After eating some tasty, tasty BBQ I was looking the code over again
and noticed that on line 69 the demand for the current job is being
looked at and not for all nodes:
8<-------------
Ddev = node[k].demand[c];
-------------->8
That means my prior statement is incorrect. The loop is looking at
only the current job. However, the value for Dsat is not set back to
zero with each loop working on the current job. So, when I setup my
model, I set up the heaviest demand for the lowest lamba for
workLoad_A. In the loop in the message above, once Dsat is set, it is
not zero'd out with the beginning of each loop working on the current
job indexed by integer c and remains for the rest of the saturation
calculations.
This got me to thinking. If I reverse the order of the creation of
workStream_A and workStream_B, the code that I supplied initially
should work. I modified to code to read:
8<--------------------------
#!/usr/bin/python
import pdq
pdq.Init("arrivalRate = 38.4")
# Define all of the queues
pdq.CreateNode("cpu", pdq.CEN, pdq.FCFS)
pdq.CreateNode("nic.sent", pdq.CEN, pdq.FCFS)

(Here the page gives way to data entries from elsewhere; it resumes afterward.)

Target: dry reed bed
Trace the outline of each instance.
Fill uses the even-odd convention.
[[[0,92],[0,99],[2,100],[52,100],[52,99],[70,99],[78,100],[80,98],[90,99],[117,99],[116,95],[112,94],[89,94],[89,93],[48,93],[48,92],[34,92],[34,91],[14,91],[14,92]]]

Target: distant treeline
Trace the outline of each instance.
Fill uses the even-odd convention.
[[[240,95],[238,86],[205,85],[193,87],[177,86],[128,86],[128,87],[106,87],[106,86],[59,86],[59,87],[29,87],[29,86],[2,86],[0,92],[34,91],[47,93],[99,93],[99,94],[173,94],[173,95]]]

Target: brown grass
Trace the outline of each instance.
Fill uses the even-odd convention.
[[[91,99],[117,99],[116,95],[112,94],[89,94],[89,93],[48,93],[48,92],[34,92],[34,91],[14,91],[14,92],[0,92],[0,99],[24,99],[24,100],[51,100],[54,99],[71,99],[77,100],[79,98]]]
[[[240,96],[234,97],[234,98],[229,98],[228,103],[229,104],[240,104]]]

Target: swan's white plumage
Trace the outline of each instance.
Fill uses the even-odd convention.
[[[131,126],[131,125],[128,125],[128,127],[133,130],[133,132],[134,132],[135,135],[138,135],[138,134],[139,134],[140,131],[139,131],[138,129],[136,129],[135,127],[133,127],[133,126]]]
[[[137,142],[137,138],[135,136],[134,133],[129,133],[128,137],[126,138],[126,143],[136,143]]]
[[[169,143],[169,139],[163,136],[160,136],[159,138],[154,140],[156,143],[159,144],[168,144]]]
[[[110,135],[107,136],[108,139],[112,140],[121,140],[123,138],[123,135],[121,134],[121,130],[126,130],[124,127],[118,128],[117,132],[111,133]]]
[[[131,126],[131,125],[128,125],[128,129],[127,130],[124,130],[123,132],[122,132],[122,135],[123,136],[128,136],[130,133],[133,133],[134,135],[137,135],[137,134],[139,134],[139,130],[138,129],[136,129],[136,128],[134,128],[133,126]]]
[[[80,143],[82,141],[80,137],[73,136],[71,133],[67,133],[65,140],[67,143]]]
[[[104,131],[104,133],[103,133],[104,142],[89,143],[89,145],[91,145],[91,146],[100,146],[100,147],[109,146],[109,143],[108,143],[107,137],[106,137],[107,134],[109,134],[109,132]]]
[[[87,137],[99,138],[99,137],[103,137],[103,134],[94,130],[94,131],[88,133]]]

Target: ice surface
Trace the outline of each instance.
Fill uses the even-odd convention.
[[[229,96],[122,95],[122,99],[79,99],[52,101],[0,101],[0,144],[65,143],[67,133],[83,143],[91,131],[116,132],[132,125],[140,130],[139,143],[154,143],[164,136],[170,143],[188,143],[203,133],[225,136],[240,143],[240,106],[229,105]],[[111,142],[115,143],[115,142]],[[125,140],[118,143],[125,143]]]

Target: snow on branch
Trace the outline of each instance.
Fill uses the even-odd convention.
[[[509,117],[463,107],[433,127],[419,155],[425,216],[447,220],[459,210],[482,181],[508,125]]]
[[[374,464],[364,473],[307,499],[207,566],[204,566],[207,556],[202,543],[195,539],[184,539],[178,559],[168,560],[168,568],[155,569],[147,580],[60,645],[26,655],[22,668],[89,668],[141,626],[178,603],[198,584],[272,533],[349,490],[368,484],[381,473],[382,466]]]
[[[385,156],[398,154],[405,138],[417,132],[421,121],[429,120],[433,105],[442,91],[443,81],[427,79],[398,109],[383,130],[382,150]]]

pdq.CreateNode("nic.recv", pdq.CEN, pdq.FCFS)
pdq.CreateNode("dat.cpu", pdq.CEN, pdq.FCFS)
# Create workStreamB and set the related service demands
pdq.streams = pdq.CreateOpen("workStream_B", 34.56)
pdq.SetDemand("cpu", "workStream_B", 0.00725)
pdq.SetDemand("nic.sent", "workStream_B", 0.00324)
pdq.SetDemand("nic.recv", "workStream_B", 0.00006)
pdq.SetDemand("dat.cpu", "workStream_B", 0.000982)
# Create workStreamA and set the related service demands
pdq.streams = pdq.CreateOpen("workStream_A", 3.84)
pdq.SetDemand("cpu", "workStream_A", 0.029)
pdq.SetDemand("nic.sent", "workStream_A", 0.01296)
pdq.SetDemand("nic.recv", "workStream_A", 0.00006)
pdq.SetDemand("dat.cpu", "workStream_A", 0.001379)
pdq.Solve(pdq.CANON)
pdq.Report()
-------------------------->8
And now the code works as expected. Huzzah! I just tested this on
another laptop and can't cut and paste the results, but I saw the
report generated correctly with expected results.
Now the question is how to prevent this from happening again? I think
it could easily be remedied by setting Dsat to zero at the beginning
of each for loop that will be working on each job (line 57 of
MVA_Cannon.c):
8<---------------- begins on line 57 of MVA_Cannon.c ---------
for (c = 0; c < streams; c++) {
Dsat = 0.0; // Added by James to reset the Dsat with each job to
ensure the correct bottlenecks are identified per job.
sumR[c] = 0.0;
X = job[c].trans->arrival_rate;
------------------------------------------------------------------------------
>8
Once again, I have not actually tried this yet under my Linux VM.
Perhaps I'll give it a try tonight when I have more free time. Now I
have to go back to doing what a real engineer does these days:
Generating PowerPoint presentations for managers.